Mala, Buddhist rosary,
108 5-sided rudashka beads, diameter 8/5.5mm diameter
This rudashka was aged using a traditional method for 4 years in a barrel filled with cinnabar powder.
Turquoise du Hubei
agate nan hong (southern red) of Yunnan site of Baoshan. This exceptional agate owes its color to the crystallization of cinnabar in inclusion
Jade nephrite of Central Asia, called "gold leaf" due to its remarkable color.
Ganesh carved by hand in an olive stone.
As a gemologist graduated from the Institut National de Gemmologie de Paris, all our stones are appraised and certified.
As Malakara, we make all our own mala with scrupulous respect for tradition.
The mala, trengwa, in Tibetan is the rosary of the Buddhist, the object from which the monk (or even the lay practitioner) almost never separates, holding it in the hand or wrapped around the wrist.
The mala is first of all a utilitarian onjet: it serves as a tactile support for the recitation of mantras, at the same time as it is used to count them if one has set oneself to repeat a definite number.
The mala is composed of 108 strung pearls, which justifies its name, since it simply means "garland" (of pearls). The different components each contain a precise symbolic meaning: The big pearl (or Buddha's head) that closes the loop marks the knowledge of emptiness. The small cone that surmounts it is the mark of emptiness itself.
Rudraksha pearls are natural seeds of the rudraksha tree (Elaeocarpus) also called Shiva's tears. Legend has it that Shiva during one of his meditations had a vision of the wishes and sufferings of the world. This vision made him cry and a tear fell to the ground giving birth to a tree. This tree gives fruits that when drying leave seeds with the characteristic Rudraksha shape, for Hindus this seed contains a little goodness of Shiva. This is how many virtues are attributed to Rudraksha seeds. They can be composed of one to fourteen faces.
A legend tells that a fight took place between the two ganesh, that the Buddhist won and tore off the head of the Hindu in place of his own. More seriously, Ganesh was incorporated into Buddhism by its tantric form which originated in India in Odisha and then traveled first to Nepal by Indian traders, and to China, then to Japan which we will talk about a little below, the divinity having taken an interesting place in the shingon and tendai forms of Buddhism of the archipelago.

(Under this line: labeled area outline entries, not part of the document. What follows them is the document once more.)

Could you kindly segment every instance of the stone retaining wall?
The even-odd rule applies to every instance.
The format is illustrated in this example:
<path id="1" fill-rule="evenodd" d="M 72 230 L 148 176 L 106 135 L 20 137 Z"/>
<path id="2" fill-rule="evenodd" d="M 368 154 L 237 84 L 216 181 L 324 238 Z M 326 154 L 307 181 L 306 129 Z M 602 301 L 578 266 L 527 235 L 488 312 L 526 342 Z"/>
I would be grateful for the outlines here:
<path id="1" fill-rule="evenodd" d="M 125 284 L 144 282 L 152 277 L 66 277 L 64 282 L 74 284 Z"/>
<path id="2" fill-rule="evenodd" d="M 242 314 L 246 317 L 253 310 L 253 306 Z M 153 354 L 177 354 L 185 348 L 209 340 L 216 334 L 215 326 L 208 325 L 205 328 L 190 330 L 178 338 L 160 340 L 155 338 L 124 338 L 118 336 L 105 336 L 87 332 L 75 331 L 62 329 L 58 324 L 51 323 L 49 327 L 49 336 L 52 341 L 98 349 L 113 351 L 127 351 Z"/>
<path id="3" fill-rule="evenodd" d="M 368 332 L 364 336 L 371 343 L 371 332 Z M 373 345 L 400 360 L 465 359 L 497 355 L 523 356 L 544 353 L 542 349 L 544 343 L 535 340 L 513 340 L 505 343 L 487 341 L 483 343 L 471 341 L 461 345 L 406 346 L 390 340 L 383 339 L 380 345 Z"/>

The elephant-god Ganesh (or Ganesha/Ganapati, also sometimes called siddhi data) is one of the most popular gods of Hinduism and is also widely represented both in the Temples of Theravada Buddhism (India, Thailand, Indonesia...) and in those of Vajrayana (Tibet, Nepal...). He plays an important role in Tantrism and is present in the Tibetan pantheon where he is recognized mainly as a deity of wealth but is also part of the attributes of some wrathful deities, somewhat frightening, terrible, secretive and fearful, avoiding obstacles.
Apart from Tibet, the deity has left little trace in China, probably swallowed up with the Chinese esoteric current Tangmi, centered on the Buddha Vairocana, disappeared from 845, date on which the full rise of Buddhism, its golden age between the period between the Sui and Tang dynasties extending from the beginning of the seventh century to 845 abruptly ended. The Tang Emperor Wuzong, of Taoist confession issued an edict against the Manicheans, Buddhists and Nestorians, religions of foreign origin. After the persecution, only the Chan and Pure Land currents remained visibly. Typical Chinese esoteric Buddhism will still leave some traces, merging into the two surviving schools. Then, Tibetan Lamaism took the vacant place becoming the imperial religion under the Yuan dynasty, as well as the last dynasty, the Manchu Qing dynasty. In short, Tangmi or the "secret art of the Tang" disappeared completely in China.
The Japanese name of Ganesh is Shōten (聖天) or Kangiten (歓喜天), Japanese Buddhism considers it a manifestation of Shō Kannon Bosatsu (聖観音菩薩). In Japanese, the kanji 天 is used as the equivalent of the Hindu Deva.
The cult of Kangiten began in Japan around the eighth - ninth century. Importation due to Kukai (July 31, 774 - April 22, 835) scholar and official at the Japanese imperial court (early Heian period), holy founder of the esoteric Shingon Buddhist school, during his trip to China in 804, with the aim of initiating the tantric form of Buddhism. There he met the eminent Buddhist scholar Pranja from the Gandhara region, the cradle of Mahayana or Great Vehicle, a region located in the northwest of present-day Pakistan.